Sedbergh Senior School - Independent Boarding School Image

introducing history

Our aim is to inspire an interest in the past, so that pupils will continue to read and enjoy history throughout their lives. The underlying principle is to introduce pupils to the idea that history is an analytical subject which depends upon sensible interpretation of evidence: it requires more than merely the accumulation of facts about the past.

year 9

The Year 9 History programme provide pupils with an understanding of the political, social, cultural and religious issues of the past, both through investigative learning and from the perspectives of contemporaries and historians. In Year 9 pupils study;

The History of Sedbergh School – In Michaelmas Term, pupils study why Roger Lupton, Headmaster of Eton College and chaplain to King Henry VII, founded a school in Sedbergh.

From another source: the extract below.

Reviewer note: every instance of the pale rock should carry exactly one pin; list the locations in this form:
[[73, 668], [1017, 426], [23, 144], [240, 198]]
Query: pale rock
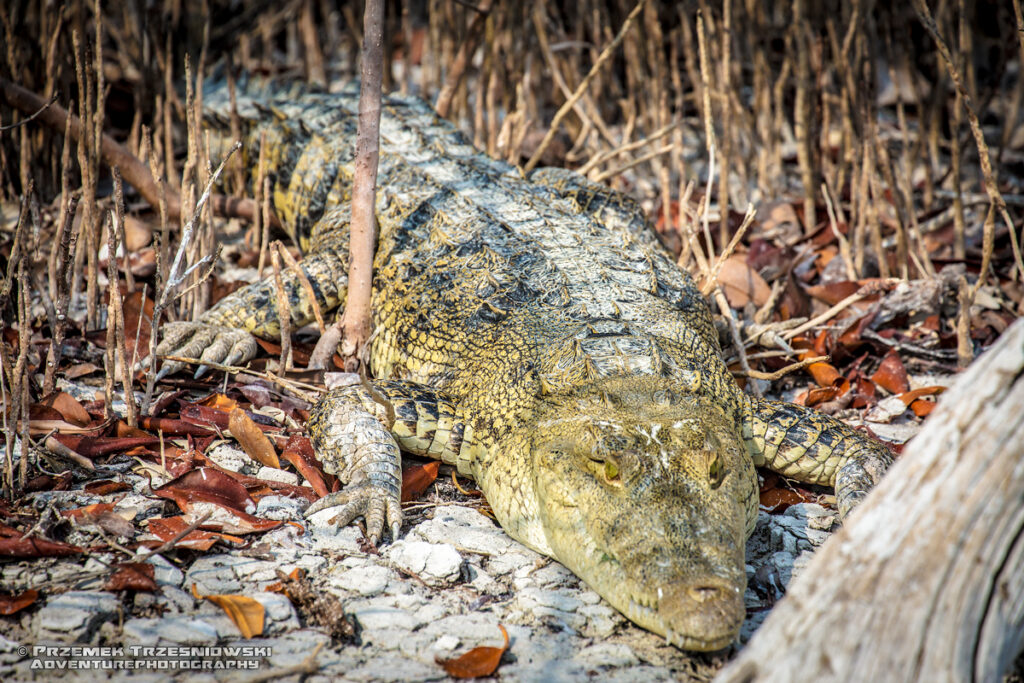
[[274, 474], [74, 616], [435, 563], [366, 581]]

Pupils then learn some of the History of the school, its buildings, its language and culture, its people and events and also the relationship with Sedbergh town.

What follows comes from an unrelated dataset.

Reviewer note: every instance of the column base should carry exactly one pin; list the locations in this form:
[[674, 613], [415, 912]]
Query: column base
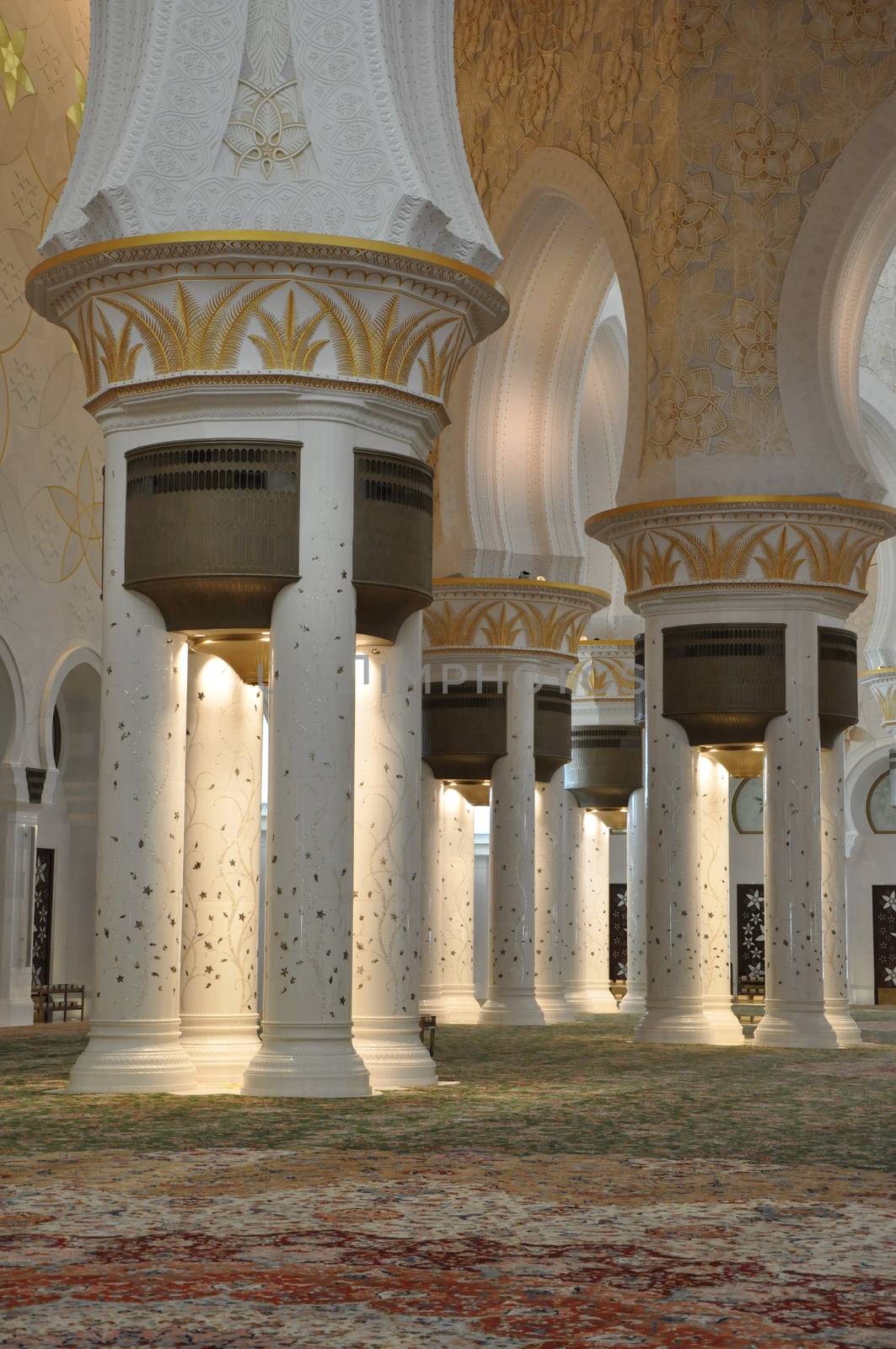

The rise and fall of the British Empire – This thematic study seeks to explain how the British Empire covered, at its peak, a third of the world and how it subsequently declined. Pupils study factors that influenced migration as well as looking at case studies of America, Australia, India and Africa. Finally, pupils tackle the question ’Should Great Britain today feel proud or shameful of its colonial past?’

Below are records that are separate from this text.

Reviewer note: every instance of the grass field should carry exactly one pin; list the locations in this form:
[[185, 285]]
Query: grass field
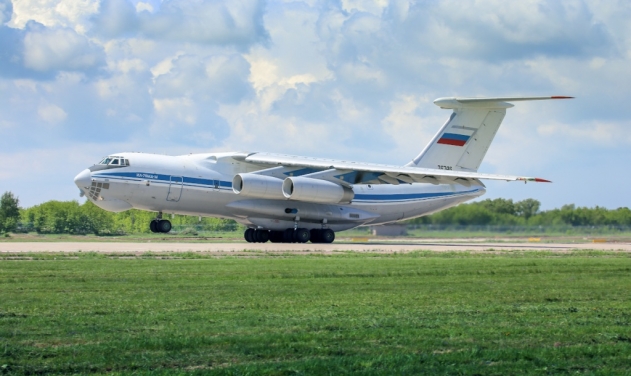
[[421, 312]]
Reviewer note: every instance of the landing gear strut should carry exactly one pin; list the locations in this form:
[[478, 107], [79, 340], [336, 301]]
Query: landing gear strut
[[160, 225], [299, 235]]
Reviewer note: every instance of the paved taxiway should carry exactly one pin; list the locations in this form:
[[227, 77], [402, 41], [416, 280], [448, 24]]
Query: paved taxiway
[[372, 246]]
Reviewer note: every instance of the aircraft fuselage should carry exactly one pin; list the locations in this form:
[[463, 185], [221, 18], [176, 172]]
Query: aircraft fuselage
[[201, 185]]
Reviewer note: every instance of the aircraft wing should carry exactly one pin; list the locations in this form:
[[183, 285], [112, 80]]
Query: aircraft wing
[[348, 172]]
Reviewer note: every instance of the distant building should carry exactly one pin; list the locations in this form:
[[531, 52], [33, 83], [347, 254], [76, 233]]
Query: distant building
[[389, 230]]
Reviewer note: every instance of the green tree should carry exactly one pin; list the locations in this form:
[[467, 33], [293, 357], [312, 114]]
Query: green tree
[[9, 212], [527, 208]]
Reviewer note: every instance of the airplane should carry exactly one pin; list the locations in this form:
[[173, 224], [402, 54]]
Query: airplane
[[284, 198]]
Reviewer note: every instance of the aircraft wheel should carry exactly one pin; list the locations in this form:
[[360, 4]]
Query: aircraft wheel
[[301, 235], [315, 236], [261, 236], [327, 236], [249, 235], [164, 226], [288, 235], [276, 236]]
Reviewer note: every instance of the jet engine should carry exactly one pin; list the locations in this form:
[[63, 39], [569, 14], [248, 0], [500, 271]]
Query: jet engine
[[315, 190], [260, 186]]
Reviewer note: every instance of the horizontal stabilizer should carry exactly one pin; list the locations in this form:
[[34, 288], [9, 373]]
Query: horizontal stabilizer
[[498, 102]]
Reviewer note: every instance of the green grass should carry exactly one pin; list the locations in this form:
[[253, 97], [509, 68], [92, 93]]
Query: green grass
[[421, 312]]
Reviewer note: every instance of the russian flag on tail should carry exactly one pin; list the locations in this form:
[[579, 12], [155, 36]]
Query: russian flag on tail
[[454, 139]]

This is a two-year iGCSE course through the Pearson Edexcel exam board, with two exams taken in the summer term of Year 11. Each exam is worth 50% of the course. There is no coursework for GCSE History.

For exam paper one, pupils study; Germany and the development of dictatorship from 1918-1945 and then Superpower relations, 1943–1972

For exam paper two, pupils study the origins and course of World War One, and then the changing role of international organisations: the League of Nations and the United Nations, 1919–c2011


This is a two-year course through the AQA exam board, with two exams taken in the summer term of Year 13.

The examined content is; The British Empire, c1857–1967 and Modern USA, 1945–1980. In addition, all pupils submit a piece of Non-Examined Assessment (Coursework) which is a 3,500 word research essay on either the Crusades or rebellions against the Tudor monarchs. The NEA is worth 20% of the A Level.

To complement the USA topic, pupils have a chance to visit Washington DC to see key government and historic sites such as the White House, Capitol Hill, the Pentagon and the Lincoln Memorial. To practice their public speaking, pupils have the opportunity to present on a historical/ political topic of their choosing to the Bracken Society.